Mientras Jesús oraba, le sucedió
algo importante: “el aspecto de su rostro cambió y sus vestidos brillaban de
resplandor”. ¿Qué significa? Entre otros matices, la oración constituye el
tiempo que ofrecemos a Dios para que penetre en nuestra vida y la transforme. Desde
esta perspectiva, el Evangelio describe la irrupción de la presencia de Dios en
la vida de Jesús mediante la metáfora del rostro y los vestidos que refulgen.
Como dice la Escritura, Dios es rico en misericordia (Ef 2,4), es decir, Dios
quiere entregarse por amor para colmar de sentido la vida del hombre; así pues,
cuando oramos abrimos la puerta del alma para que Dios vierta su misericordia
sobre nosotros y nos transforme en testigos veraces del Evangelio.
Mientras Jesús oraba, Moisés y
Elías comienzan a conversar con él: hablaban del éxodo que Jesús iba a consumar
en Jerusalén. Bajo la mención del “éxodo que Jesús iba a consumar en Jerusalén”
palpita la alusión a la muerte y resurrección de Jesús. Ahora bien, ¿por qué
habla Jesús con Moisés y Elías? Como expone la Escritura, Dios eligió a Moisés
para liberar al pueblo esclavizado en Egipto (Ex 1-12), y anunció el envío del
profeta Elías para propiciar la concordia entre la humanidad entera (Mal 3,24).
En tiempos de Jesús, los judíos pensaban que Moisés y Elías habían sido los
mediadores más importantes que Dios había elegido para salvar a su pueblo;
pues, como hemos dicho, Moisés lo había liberado de Egipto y Elías le había
anunciado la concordia. Sin embargo, la muerte y la resurrección de Jesús
superan la tarea de Moisés y Elías, pues bajo el rostro de Jesús papita la
entrega del mismo Dios en bien de la humanidad entera.
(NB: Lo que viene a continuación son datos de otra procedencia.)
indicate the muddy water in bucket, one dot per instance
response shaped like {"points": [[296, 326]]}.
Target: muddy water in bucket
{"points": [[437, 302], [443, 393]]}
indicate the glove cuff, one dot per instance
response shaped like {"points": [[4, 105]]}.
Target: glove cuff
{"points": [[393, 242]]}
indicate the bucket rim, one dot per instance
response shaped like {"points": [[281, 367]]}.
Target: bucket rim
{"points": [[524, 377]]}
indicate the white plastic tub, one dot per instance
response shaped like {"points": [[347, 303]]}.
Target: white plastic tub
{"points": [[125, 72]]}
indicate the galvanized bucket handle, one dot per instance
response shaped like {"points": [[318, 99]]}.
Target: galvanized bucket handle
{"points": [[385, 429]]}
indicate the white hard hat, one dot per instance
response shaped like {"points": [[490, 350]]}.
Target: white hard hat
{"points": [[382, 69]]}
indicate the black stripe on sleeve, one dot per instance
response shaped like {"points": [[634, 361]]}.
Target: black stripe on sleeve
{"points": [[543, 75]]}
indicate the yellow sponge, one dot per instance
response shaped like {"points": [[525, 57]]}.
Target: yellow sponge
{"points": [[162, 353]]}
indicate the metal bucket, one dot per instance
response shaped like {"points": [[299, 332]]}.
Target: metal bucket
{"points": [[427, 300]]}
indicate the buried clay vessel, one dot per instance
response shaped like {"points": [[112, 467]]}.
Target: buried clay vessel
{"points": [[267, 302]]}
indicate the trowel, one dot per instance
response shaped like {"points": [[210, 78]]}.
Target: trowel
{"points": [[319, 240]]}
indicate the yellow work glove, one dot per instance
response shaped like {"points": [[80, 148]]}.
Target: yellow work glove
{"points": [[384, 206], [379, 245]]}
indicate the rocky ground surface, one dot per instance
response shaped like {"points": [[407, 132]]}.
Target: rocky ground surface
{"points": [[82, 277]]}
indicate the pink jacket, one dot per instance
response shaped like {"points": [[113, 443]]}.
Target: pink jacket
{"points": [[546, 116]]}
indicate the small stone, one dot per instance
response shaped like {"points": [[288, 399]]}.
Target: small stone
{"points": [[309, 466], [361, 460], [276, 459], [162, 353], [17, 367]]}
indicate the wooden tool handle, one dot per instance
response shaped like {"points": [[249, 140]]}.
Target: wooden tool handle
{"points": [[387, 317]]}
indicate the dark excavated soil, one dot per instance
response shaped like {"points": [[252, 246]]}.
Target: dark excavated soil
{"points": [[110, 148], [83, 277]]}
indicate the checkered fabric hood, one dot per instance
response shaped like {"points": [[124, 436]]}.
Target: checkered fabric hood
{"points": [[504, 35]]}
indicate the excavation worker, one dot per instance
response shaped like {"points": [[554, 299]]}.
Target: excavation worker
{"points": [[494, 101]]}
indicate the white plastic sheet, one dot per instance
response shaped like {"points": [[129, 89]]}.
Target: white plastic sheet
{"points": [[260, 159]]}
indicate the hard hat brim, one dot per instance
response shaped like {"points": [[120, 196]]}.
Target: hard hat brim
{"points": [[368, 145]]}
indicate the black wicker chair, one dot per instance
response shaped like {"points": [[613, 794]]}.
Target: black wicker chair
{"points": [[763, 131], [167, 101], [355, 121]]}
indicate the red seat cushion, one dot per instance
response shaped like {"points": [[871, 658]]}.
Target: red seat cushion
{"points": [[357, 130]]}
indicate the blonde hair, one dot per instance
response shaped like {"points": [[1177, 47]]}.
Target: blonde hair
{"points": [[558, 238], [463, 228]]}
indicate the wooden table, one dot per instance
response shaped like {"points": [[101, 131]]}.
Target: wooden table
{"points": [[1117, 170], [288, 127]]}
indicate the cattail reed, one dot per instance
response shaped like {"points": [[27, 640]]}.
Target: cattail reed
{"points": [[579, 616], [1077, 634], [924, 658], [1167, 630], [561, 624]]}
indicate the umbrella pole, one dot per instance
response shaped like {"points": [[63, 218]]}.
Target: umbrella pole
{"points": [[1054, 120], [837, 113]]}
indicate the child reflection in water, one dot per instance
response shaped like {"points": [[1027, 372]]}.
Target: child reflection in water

Jesús, rostro de la
misericordia de Dios, entregará su vida por amor para enseñarnos que la
práctica de la misericordia llena de sentido la existencia humana.
El ámbito de la plegaria colma de
dicha el corazón humano, por eso exclama Pedro: “¡Que bien se está aquí!”. No
obstante, la oración no puede ser la excusa que nos aleje de la vivencia de la
misericordia en la vida cotidiana; por eso, señala el Evangelio: “llegó una nube
que los cubrió con su sombra”. Como subraya la Escritura, la nube evoca la
presencia exigente de Dios, mientras la sombra simboliza la protección que Dios
dispensa a sus fieles. Entonces, la voz de Dios que exige fidelidad y augura
protección, dice a los apóstoles: “Este es mi Hijo, el Elegido, escuchadle”.
Dicho de otro modo, la voz divina señala que el camino cristiano radica en el
seguimiento de Jesús, presencia de la misericordia de Dios entre nosotros.
En esta Eucaristía, pidamos al
Señor que nos concede una vida de plegaria que desemboque en la vivencia de la
misericordia entre nuestros hermanos.